In 2025, regulators are watching neobanks more closely than ever. The firms that move first on compliance infrastructure aren't just avoiding enforcement — they're locking in partnerships, licenses, and investor confidence that slower-moving competitors will spend years trying to catch up on.
Frequently Asked Questions
Are neobanks regulated?
Yes. Neobanks operate under regulatory oversight primarily through the banks they partner with — which are directly supervised by the FDIC, FCA, or equivalent bodies — and increasingly through their own direct obligations as MSBs, payment institutions, or EMIs. In 2025, regulators in the US, UK, and EU expect neobanks to actively maintain their own compliance programs, not rely on their partner bank's standing.

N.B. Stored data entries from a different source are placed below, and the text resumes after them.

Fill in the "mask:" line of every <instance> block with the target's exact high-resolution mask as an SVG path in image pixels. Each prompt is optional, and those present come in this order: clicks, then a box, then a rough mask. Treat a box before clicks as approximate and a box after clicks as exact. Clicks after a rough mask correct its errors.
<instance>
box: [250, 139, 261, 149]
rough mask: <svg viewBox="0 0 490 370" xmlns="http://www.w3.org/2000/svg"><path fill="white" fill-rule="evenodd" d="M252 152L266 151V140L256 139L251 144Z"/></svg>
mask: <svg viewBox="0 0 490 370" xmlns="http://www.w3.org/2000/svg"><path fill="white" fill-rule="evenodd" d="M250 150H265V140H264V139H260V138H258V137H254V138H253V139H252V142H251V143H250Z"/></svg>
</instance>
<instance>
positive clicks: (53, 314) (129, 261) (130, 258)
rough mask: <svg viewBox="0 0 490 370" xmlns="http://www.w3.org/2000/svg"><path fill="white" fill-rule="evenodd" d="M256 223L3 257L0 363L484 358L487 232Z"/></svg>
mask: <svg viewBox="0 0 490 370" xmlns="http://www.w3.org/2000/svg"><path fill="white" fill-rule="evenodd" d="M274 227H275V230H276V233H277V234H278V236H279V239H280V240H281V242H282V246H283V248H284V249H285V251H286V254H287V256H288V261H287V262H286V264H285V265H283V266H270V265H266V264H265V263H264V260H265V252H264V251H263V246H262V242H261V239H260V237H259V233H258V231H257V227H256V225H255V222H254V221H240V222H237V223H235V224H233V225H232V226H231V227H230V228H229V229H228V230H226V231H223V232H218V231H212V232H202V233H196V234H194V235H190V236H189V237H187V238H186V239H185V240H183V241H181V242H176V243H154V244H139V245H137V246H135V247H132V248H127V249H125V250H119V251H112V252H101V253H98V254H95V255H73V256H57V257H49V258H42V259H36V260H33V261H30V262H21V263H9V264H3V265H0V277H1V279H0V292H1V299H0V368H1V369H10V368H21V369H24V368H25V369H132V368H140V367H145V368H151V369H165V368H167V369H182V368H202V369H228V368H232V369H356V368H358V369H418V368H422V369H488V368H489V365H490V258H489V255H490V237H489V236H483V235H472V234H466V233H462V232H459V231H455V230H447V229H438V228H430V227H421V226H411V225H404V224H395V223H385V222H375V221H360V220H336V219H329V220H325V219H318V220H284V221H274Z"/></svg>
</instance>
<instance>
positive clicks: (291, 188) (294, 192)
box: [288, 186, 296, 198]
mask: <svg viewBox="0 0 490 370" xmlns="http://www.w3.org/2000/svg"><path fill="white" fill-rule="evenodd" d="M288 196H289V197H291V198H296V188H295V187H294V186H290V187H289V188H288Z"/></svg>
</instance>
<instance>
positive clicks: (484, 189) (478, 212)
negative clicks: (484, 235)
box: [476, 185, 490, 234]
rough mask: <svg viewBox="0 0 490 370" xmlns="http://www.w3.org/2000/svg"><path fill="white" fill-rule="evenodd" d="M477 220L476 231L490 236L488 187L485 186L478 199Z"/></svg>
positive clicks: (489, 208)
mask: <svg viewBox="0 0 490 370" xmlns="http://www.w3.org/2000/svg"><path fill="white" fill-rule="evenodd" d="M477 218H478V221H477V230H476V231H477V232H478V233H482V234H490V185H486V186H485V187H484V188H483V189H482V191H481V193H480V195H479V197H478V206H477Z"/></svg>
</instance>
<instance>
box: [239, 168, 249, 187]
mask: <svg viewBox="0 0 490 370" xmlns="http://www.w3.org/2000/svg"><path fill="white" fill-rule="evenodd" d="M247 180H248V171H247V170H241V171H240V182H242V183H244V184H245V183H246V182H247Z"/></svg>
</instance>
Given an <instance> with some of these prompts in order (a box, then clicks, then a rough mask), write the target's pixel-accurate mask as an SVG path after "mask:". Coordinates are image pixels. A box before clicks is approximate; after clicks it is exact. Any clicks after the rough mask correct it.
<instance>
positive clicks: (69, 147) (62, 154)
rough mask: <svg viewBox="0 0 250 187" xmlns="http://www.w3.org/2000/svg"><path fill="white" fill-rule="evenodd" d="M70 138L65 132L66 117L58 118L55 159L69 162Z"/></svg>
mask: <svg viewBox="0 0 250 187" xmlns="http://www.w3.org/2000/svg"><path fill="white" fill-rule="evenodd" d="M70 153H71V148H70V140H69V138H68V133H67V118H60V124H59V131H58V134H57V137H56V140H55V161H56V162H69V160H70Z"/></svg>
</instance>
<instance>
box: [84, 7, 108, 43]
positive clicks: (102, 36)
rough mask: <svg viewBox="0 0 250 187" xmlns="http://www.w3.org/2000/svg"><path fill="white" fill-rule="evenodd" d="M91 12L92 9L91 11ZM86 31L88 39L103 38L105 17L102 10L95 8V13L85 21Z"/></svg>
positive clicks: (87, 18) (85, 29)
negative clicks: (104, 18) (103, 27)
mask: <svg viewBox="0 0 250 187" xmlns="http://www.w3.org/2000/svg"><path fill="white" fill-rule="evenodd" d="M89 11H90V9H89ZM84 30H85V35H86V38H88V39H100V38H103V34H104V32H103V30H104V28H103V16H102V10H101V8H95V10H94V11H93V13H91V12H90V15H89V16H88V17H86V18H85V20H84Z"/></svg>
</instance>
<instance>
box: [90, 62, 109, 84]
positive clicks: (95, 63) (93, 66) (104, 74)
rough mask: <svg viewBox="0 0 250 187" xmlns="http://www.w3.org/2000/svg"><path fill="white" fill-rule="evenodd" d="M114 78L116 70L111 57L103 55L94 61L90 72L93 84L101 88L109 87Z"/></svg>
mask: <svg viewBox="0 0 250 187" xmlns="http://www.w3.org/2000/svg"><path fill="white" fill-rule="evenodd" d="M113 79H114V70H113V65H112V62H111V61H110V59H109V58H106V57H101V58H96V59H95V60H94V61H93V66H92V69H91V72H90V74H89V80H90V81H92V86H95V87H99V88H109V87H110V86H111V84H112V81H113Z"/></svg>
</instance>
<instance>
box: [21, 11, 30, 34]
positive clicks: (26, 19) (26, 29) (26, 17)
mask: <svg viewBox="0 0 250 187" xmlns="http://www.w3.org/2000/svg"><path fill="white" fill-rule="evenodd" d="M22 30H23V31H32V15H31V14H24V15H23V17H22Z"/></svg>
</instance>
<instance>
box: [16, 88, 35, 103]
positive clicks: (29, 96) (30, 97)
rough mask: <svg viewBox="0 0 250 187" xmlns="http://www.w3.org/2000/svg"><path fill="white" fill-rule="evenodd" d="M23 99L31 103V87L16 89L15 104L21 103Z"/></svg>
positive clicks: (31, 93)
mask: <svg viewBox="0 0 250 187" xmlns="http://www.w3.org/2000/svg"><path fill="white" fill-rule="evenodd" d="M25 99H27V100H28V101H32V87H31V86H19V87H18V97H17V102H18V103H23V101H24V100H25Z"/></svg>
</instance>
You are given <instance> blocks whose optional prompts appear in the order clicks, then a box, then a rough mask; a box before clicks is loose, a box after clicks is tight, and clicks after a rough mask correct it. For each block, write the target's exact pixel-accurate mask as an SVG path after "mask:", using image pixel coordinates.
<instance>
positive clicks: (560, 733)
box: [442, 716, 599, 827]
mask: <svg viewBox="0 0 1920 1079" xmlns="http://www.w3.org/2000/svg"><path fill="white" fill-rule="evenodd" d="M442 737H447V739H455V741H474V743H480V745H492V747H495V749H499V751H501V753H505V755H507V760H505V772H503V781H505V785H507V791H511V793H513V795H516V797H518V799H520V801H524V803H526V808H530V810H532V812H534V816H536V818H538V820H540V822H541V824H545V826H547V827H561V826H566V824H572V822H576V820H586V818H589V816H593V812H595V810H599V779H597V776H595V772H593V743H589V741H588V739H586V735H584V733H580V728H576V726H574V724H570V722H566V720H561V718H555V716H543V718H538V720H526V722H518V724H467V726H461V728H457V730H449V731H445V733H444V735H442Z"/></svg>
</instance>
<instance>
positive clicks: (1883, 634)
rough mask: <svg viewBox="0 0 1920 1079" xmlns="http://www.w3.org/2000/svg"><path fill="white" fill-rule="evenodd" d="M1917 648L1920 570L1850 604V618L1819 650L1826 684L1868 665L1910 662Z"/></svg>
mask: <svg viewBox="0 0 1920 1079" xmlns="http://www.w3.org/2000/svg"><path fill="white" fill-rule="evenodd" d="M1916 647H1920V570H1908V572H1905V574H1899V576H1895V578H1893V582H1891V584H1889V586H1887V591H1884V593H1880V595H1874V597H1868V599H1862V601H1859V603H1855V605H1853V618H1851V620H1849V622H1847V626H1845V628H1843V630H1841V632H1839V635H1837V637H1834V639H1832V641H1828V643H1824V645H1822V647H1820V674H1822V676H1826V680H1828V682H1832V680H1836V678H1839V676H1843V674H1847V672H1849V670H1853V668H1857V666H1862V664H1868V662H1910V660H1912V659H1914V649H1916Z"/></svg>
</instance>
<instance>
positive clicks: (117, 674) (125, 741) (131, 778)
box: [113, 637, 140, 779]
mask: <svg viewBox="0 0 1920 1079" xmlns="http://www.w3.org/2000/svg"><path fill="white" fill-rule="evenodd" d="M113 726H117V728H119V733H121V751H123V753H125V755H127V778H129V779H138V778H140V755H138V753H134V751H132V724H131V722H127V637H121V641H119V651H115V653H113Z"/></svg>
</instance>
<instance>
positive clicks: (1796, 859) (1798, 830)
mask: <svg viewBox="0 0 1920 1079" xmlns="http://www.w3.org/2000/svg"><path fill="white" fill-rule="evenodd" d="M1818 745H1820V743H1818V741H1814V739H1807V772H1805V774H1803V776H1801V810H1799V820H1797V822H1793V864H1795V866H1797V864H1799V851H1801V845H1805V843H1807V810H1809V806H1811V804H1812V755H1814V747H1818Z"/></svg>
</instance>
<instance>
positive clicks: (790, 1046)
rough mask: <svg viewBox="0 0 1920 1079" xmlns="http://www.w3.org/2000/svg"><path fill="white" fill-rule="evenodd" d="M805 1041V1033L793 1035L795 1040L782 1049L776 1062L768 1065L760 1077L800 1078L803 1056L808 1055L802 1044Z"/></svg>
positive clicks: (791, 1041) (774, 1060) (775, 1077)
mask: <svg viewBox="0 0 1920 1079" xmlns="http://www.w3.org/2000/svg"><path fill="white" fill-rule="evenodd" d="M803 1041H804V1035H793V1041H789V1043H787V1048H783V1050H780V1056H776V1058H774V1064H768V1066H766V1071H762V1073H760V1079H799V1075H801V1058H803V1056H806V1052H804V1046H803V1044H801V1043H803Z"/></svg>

What does ISO 20022 mean for neobanks?
The SWIFT MT/ISO 20022 coexistence period for cross-border payments ends in November 2025, and Fedwire completed its migration in July 2025. For neobanks, adopting this richer messaging standard improves AML screening accuracy by providing more detailed sender and receiver information — directly supporting sanctions screening and suspicious activity detection.
Do neobanks using a BaaS or sponsor bank model still need their own compliance program?
Yes — regulators place direct compliance responsibility on the neobank, not just the charter partner. A BaaS provider grants access to banking infrastructure, not a delegation of AML, KYC, or consumer protection obligations. Neobanks must maintain internal policies, monitor transactions, and support regulatory audits independently.
What are the biggest AML compliance risks for neobanks in 2025?
The leading risks in 2025:
- Scaling onboarding volumes faster than KYC and monitoring infrastructure can handle
- Operating across multiple jurisdictions with fragmented regulatory requirements
- Over-relying on third-party vendors without adequate oversight
- Treating transaction monitoring as a one-time setup rather than an ongoing function
How can an early-stage neobank build a compliance program without a full-time CCO?
Fractional compliance leadership — a part-time or advisory CCO, BSA Officer, or CAMLO — provides regulatory credibility and sponsor bank confidence without the full-time cost. The compliance program should be built in proportion to the neobank's transaction volume and risk profile, then scaled as the business grows.
What is the difference between a BSA Officer, CAMLO, and MLRO?
All three are jurisdiction-specific titles for the same core AML leadership role: BSA Officer (US, accountable to FinCEN), CAMLO (Canada, under PCMLTFA, working with FINTRAC), and MLRO (UK/EU, accountable to the FCA and national FIUs). The designation required depends on where the institution is licensed and operates.